Language Specification
Lexical | Syntactic | Types | IR Semantics | Output Semantics

Lexical Details

This section defines lexical details of the Levi language.

Reserved Sequences (Keywords)

The following character sequences are considered reserved, and should be yield a distinct token (rather than be counted as an identifier).

and
bool
else


false
file
if
immutable


int
or
return
sink


thrash
true
void
while

Identifiers

Any sequence of one or more letters and/or digits, and/or underscores, starting with a letter or underscore, should be treated as an identifier token. Identifiers must not be reserved sequences, but may include a proper substring that is a reserved word, e.g. while1 is an identifier but while is not.

Integer Literals

Any sequence of of one or more digits yields an integer literal token as long as it is not part of an identifer or string.

String Literals

Any string literal (a sequence of zero or more string characters surrounded by double quotes) should yield a string literal token. A string character is either
  • an escaped character: a backslash followed by any one of the following characters:
    1. n
    2. t
    3. a double quote
    4. another backslash
    or
  • a single character other than newline or double quote or backslash.

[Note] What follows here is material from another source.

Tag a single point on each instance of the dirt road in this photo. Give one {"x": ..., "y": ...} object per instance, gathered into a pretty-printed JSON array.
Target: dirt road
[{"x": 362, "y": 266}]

Examples of legal string literals:

""
"&!88"
"use \n to denote a newline character"
"use \" to  for a quote and \\ for a backslash"
Examples of things that are not legal string literals:
"unterminated
"also unterminated \"
"backslash followed by space: \ is not allowed"
"bad escaped character: \a AND not terminated

Symbol Operators

Any of the following character symbol sequences constitute a distinct token:

=
:
,
+
-


==
>>
>
>=
[
<<


\\(-o-)//
{
<
<=
(
!


!=
--
++
]
}
)


;
...
/
*

Comments

Text starting with # up to the end of the line is a comment (except of course if those characters are inside a string literal). For example:
 
# this is a comment
# and so is # this
# and so is # this %$!#

The scanner should recognize and ignore comments (there is no COMMENT token).

Whitespace

Spaces, tabs, and newline characters are whitespace. Whitespace separates tokens and changes the character counter, but should otherwise be ignored (except inside a string literal).

Illegal Characters

Any character that is not whitespace and is not part of a token or comment is illegal.

Length Limits

No limit may be assumed on the lengths of identifiers, string literals, integer literals, comments, etc. other than those limits imposed by the underlying implementation of the compiler's host language.

Which Token to Produce

For the most part, the token to produce should be self-explanatory. For example, the + symbol should produce the CROSS token, the -  symbol should produce the DASH token, etc. The set of tokens can be found in frontend.hh or in the switch in tokens.cpp. The LCURLY token refers to a left curly brace, {. the RCURLY refers to a right curly brace, }.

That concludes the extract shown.